The demonstration was just one of more than 100 such protests held across the United States and in other countries commemorating FARM’s annual World Farm Animals Day.
“You could hear the pigs on the trucks crying,” Hershaft, 78, said quietly in a phone interview from his Bethesda, Md., home several days later. “Despite my advanced age, I made the trip to Vernon and risked arrest, because, as a Holocaust survivor, I am honor-bound to call public attention to this ongoing tragedy.”
As a 5-year-old in the Warsaw Ghetto, Hershaft witnessed brutal beatings and shootings and saw Jews dying of typhus in the streets. After being smuggled out of the ghetto by a family maid, he survived the war by passing as an Aryan. Upon liberation, he learned that his father had died following internment in a German slave labor camp, and that most of his other relatives had also perished.
Eventually, Hershaft earned a doctorate in chemistry at Iowa State University and, while teaching at the Technion in Haifa in the early 1960s, he witnessed a Druze family celebrating the birth of a baby by ritually sacrificing a baby goat. “I saw the irony of killing one child to celebrate the birth of another,” said Hershaft, who in 1961 decided to become vegetarian. “I just couldn’t bear the thought of taking a beautiful, living, breathing being and hitting him over the head, cutting his body into pieces and then shoving them in my face.”
He began to see parallels between the Nazi Holocaust and animal slaughter, including “the crowding, cattle cars, brutality and the routine and efficiency of mass extermination,” he said. “I am not equating the Holocaust with the millions of animals slaughtered every week for U.S. dinner tables, for we differ in many ways,” he added. “Yet, we all share a love of life and our ability to experience many emotions, including affection, joy, sadness and fear.”
Hershaft, who is now vegan, became an animal-rights activist after attending the World Vegetarian Congress in 1975, and in 1981 he founded FARM, which along with groups like People for the Ethical Treatment of Animals (PETA) has became a force in the struggle for improved treatment of farm animals and vegan advocacy.

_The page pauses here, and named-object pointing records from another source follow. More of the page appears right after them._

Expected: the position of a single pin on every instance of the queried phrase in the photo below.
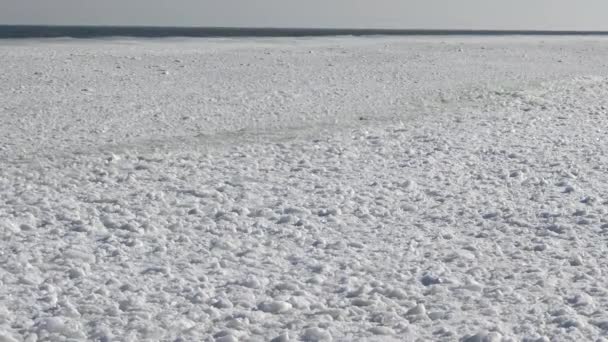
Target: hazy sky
(457, 14)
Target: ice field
(311, 189)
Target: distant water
(12, 31)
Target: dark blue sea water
(23, 31)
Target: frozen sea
(304, 189)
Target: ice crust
(335, 189)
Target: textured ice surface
(304, 190)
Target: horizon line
(92, 31)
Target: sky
(405, 14)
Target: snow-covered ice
(314, 189)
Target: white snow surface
(318, 189)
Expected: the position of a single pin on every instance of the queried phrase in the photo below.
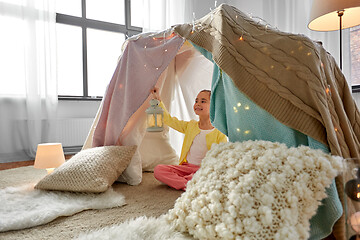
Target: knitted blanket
(248, 190)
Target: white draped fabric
(28, 89)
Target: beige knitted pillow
(91, 170)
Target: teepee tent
(266, 84)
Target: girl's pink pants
(175, 176)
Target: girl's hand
(155, 92)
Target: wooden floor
(4, 166)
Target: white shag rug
(248, 190)
(25, 207)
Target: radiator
(72, 132)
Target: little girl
(199, 136)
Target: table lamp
(331, 15)
(49, 156)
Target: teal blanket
(241, 119)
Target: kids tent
(266, 84)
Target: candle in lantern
(154, 117)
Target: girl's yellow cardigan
(190, 129)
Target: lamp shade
(324, 16)
(49, 155)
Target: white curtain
(162, 14)
(28, 89)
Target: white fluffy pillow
(254, 190)
(90, 170)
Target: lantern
(155, 116)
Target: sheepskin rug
(24, 207)
(248, 190)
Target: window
(90, 34)
(355, 58)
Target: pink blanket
(137, 72)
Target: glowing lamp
(49, 156)
(155, 115)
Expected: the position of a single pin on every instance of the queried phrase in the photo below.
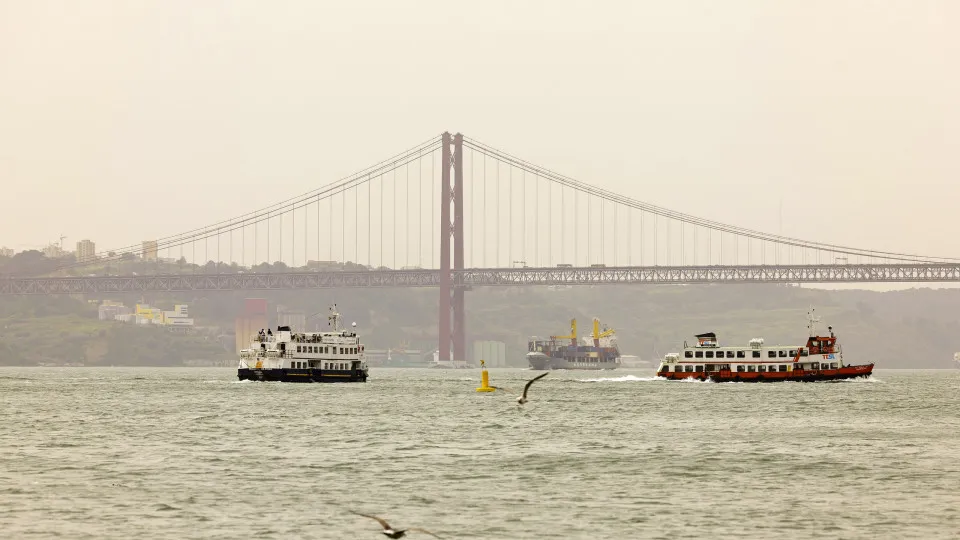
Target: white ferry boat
(288, 356)
(820, 359)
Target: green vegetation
(913, 328)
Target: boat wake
(625, 378)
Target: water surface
(193, 453)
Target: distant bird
(389, 531)
(523, 399)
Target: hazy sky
(122, 121)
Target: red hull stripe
(846, 372)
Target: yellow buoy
(485, 380)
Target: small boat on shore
(820, 359)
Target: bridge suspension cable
(603, 194)
(277, 209)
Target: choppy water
(192, 453)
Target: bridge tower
(452, 316)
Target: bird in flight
(523, 399)
(389, 531)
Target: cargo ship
(820, 359)
(288, 356)
(597, 351)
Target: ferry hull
(542, 362)
(839, 374)
(299, 375)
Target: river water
(193, 453)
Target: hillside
(912, 328)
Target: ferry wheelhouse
(288, 356)
(820, 359)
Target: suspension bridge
(455, 213)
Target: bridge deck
(489, 277)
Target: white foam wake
(625, 378)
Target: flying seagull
(523, 399)
(389, 531)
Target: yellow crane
(573, 333)
(597, 334)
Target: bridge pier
(452, 316)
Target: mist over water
(192, 453)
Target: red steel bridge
(455, 213)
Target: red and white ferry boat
(821, 359)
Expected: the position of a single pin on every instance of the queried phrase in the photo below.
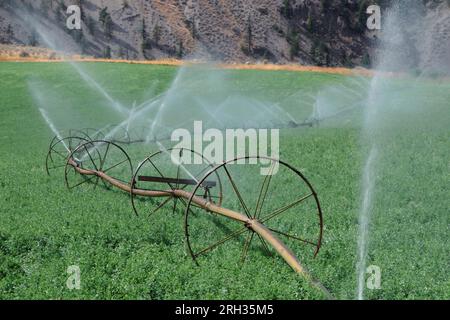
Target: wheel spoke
(247, 245)
(227, 238)
(56, 167)
(285, 208)
(264, 245)
(83, 182)
(160, 173)
(116, 165)
(58, 153)
(162, 204)
(263, 192)
(247, 212)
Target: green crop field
(44, 228)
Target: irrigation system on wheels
(221, 202)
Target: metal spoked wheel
(263, 189)
(59, 150)
(168, 170)
(95, 158)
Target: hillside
(312, 32)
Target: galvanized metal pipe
(252, 224)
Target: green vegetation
(44, 228)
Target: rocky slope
(319, 32)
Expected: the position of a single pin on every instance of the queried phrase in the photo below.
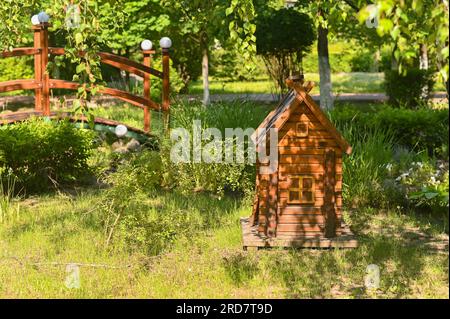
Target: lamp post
(165, 44)
(40, 24)
(147, 51)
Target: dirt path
(14, 102)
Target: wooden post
(166, 87)
(44, 73)
(147, 85)
(37, 68)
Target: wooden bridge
(42, 84)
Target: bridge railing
(42, 83)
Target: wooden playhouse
(300, 203)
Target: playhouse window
(301, 190)
(302, 129)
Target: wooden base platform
(252, 239)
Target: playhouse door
(329, 210)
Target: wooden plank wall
(305, 155)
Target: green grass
(342, 83)
(62, 228)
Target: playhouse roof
(278, 117)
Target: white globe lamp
(43, 17)
(165, 43)
(35, 20)
(121, 130)
(146, 45)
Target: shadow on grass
(159, 219)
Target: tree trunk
(326, 94)
(205, 75)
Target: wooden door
(329, 209)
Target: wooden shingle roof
(278, 117)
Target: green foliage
(41, 153)
(411, 23)
(362, 61)
(9, 210)
(422, 129)
(212, 177)
(364, 168)
(425, 185)
(409, 89)
(283, 38)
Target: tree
(283, 37)
(96, 16)
(203, 22)
(418, 28)
(327, 14)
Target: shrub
(41, 153)
(212, 177)
(425, 186)
(422, 129)
(362, 62)
(409, 89)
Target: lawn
(58, 229)
(342, 83)
(195, 250)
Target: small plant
(409, 89)
(365, 169)
(42, 153)
(9, 211)
(426, 186)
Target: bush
(410, 89)
(362, 61)
(422, 129)
(212, 177)
(41, 153)
(425, 185)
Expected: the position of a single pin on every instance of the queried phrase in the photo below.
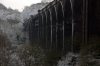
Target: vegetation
(90, 54)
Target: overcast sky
(18, 4)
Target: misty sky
(18, 4)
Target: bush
(90, 54)
(32, 55)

Today, Hershaft said, FARM has an annual budget of $250,000, as well as 85,000 subscribers to its newsletters. Hershaft said tens of thousands of volunteers participate in FARM’s grassroots activities, including The Great American Meatout, Gentle Thanksgiving and a new 10 Billion Lives project, which encourages veganism.
On the phone, Hershaft recalled how Farmer John’s bucolic mural of pigs cavorting in a meadow reminded him of the deceptive sign, “Work Makes You Free,” above the gates of Auschwitz. “I echo the wisdom of famed Yiddish writer Isaac Bashevis Singer: ‘For the animals, life is an eternal Treblinka,’ ” he said.